Dragonriders of Pern boardgame
- Designers: Sam Lewis
- Illustrators: David B. Bromley Jim Clouse Tim Hildebrandt Michael Whelan Robin Wood
- Publishers: Mayfair Games
- Publication: 1983
- Players: 1–7 players
- Playing time: 120 min.

= Dragonriders of Pern (boardgame) =

Book-based boardgame

Dragonriders of Pern is a board game that originated in the United States in 1983 created by Anne McCaffrey. The plot is based on the series Dragonriders of Pern.

==Reception==
Aaron Allston reviewed Dragonriders of Pern for Fantasy Gamer magazine and stated that "in the final analysis, I'd recommend Dragonriders of Pern first, foremost, and only to die-hard fans of the series and to McCaffrey completists.
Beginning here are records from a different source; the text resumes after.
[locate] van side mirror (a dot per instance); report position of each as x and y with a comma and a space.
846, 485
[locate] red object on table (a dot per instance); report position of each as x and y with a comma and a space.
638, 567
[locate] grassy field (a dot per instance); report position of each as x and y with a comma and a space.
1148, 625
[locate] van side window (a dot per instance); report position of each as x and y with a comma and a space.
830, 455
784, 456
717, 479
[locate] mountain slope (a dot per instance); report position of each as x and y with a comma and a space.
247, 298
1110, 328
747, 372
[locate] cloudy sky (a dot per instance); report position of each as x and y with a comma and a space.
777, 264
The game mechanics are too simple, luck-oriented, and occasionally arbitrary (witness the Duel rules) to be of much interest to adventure gamers not fascinated by the novels. This is not to speak ill of the game; I'll wish it a long and merry life in its chosen market, and keep a copy beside my Weathered McCaffrey novels".

Nic Grecas reviewed Dragonriders of Pern for White Dwarf #52, giving it an overall rating of 4 out of 10, and stated that "this is a game which lacks those crucial ingredients - enjoyment and excitement. In a game which has these, almost anything else can be forgiven, eg rotten artwork, unclear rules, complex and unwieldy game mechanics, high price, or 'historical inaccuracy'. In their absence, even the most lavishly illustrated, innovative game is a failure to be played once and no more".